Polemik Kematian Siswa SD Inhu: Polda Sebut Usus Buntu, Keluarga Yakin Dirundung

Konpres-keluarga-siswa-sd-inhu.jpg
(DEFRI CANDRA/RIAU ONLINE)

RIAU ONLINE, PEKANBARU - Gimson Butarbutar, ayah korban siswa SD di Indragiri Hulu (Inhu) yang tewas usai mendapat perundungan di lingkungan sekolah mengaku kecewa dan sakit hati dengan pernyataan resmi yang dikeluarkan Polda Riau, Rabu, 4 Juni 2025 lalu.

Sebelumnya, Polda Riau menyatakan bahwa kematian korban disebabkan infeksi usus buntu. Gimson yang didampingi kerabatnya, Viator Butarbutar, menyebut pernyataan Polda Riau menambah luka bagi pihak keluarga.

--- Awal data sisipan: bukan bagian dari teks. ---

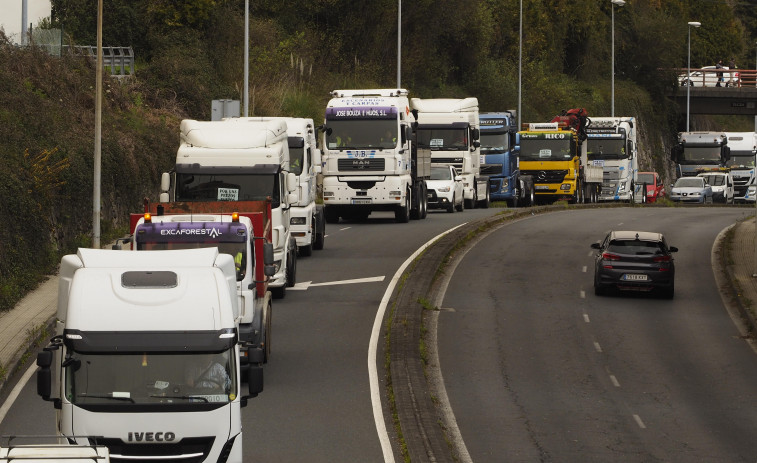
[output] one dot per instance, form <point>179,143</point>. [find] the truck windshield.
<point>443,139</point>
<point>494,143</point>
<point>645,178</point>
<point>362,134</point>
<point>162,242</point>
<point>228,187</point>
<point>546,150</point>
<point>150,378</point>
<point>741,159</point>
<point>701,155</point>
<point>603,148</point>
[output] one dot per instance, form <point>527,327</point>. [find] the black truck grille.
<point>546,176</point>
<point>368,164</point>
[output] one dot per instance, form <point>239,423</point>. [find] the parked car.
<point>654,187</point>
<point>691,190</point>
<point>634,261</point>
<point>708,77</point>
<point>721,184</point>
<point>445,189</point>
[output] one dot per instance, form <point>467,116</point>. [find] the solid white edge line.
<point>16,391</point>
<point>378,413</point>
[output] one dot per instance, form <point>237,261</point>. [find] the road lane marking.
<point>16,391</point>
<point>307,284</point>
<point>378,413</point>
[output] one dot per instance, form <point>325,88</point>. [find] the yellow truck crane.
<point>554,155</point>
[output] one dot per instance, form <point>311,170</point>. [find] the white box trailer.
<point>146,355</point>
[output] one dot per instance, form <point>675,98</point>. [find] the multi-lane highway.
<point>536,367</point>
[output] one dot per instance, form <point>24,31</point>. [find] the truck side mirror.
<point>165,182</point>
<point>255,380</point>
<point>44,375</point>
<point>291,182</point>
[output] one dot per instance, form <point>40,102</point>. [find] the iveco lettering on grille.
<point>151,436</point>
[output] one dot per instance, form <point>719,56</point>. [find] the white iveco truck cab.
<point>449,129</point>
<point>369,158</point>
<point>305,216</point>
<point>743,147</point>
<point>611,143</point>
<point>240,160</point>
<point>146,355</point>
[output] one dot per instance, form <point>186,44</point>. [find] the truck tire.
<point>267,332</point>
<point>331,214</point>
<point>402,213</point>
<point>320,230</point>
<point>484,203</point>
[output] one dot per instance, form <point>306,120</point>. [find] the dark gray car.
<point>634,261</point>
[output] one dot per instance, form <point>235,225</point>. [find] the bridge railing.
<point>709,77</point>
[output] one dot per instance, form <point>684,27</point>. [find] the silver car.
<point>691,190</point>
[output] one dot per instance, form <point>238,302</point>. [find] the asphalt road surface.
<point>538,368</point>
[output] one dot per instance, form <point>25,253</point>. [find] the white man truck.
<point>743,147</point>
<point>240,160</point>
<point>369,158</point>
<point>306,217</point>
<point>611,144</point>
<point>699,150</point>
<point>146,355</point>
<point>245,236</point>
<point>554,155</point>
<point>448,128</point>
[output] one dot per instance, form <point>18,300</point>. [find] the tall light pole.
<point>612,79</point>
<point>399,43</point>
<point>688,82</point>
<point>520,61</point>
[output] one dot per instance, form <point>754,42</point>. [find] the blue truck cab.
<point>497,158</point>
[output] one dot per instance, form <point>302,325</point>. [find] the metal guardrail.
<point>120,60</point>
<point>709,77</point>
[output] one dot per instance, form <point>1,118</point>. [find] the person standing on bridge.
<point>719,66</point>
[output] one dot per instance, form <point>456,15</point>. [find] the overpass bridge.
<point>738,98</point>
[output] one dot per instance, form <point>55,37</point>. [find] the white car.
<point>445,189</point>
<point>708,77</point>
<point>722,185</point>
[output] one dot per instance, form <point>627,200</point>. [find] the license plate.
<point>634,277</point>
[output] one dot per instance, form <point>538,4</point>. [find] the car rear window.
<point>636,247</point>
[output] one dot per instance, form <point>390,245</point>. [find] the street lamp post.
<point>612,75</point>
<point>688,82</point>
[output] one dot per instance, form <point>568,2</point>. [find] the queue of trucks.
<point>152,347</point>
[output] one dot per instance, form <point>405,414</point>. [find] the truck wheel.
<point>332,215</point>
<point>402,213</point>
<point>278,293</point>
<point>484,203</point>
<point>424,201</point>
<point>320,231</point>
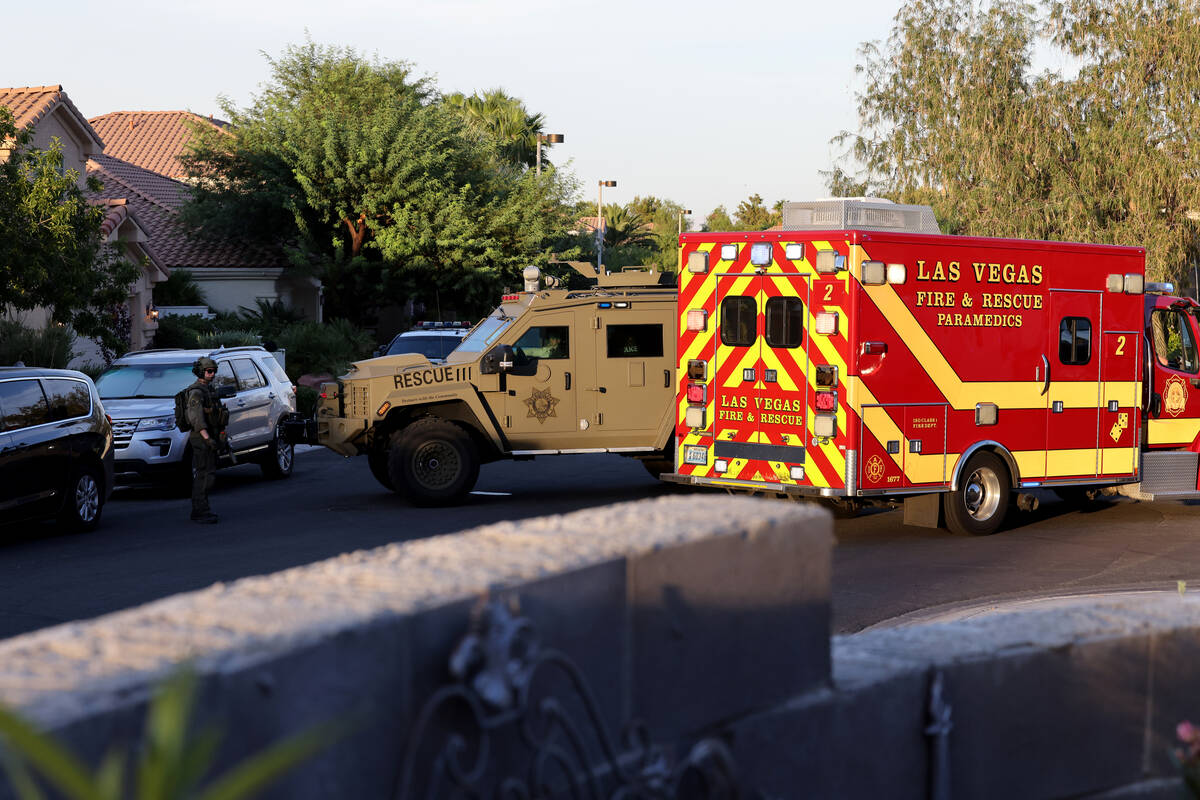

Menurut mereka, pernyataan Polda Riau tersebut terkesan menyesatkan dan merugikan pihak keluarga korban.

"Kami mengadakan konferensi pers ini tidak terlepas dari respon press release yang dilakukan Polda Riau yang terkesan menyesatkan," ujar Viator, Sabtu, 7 Mei 2025.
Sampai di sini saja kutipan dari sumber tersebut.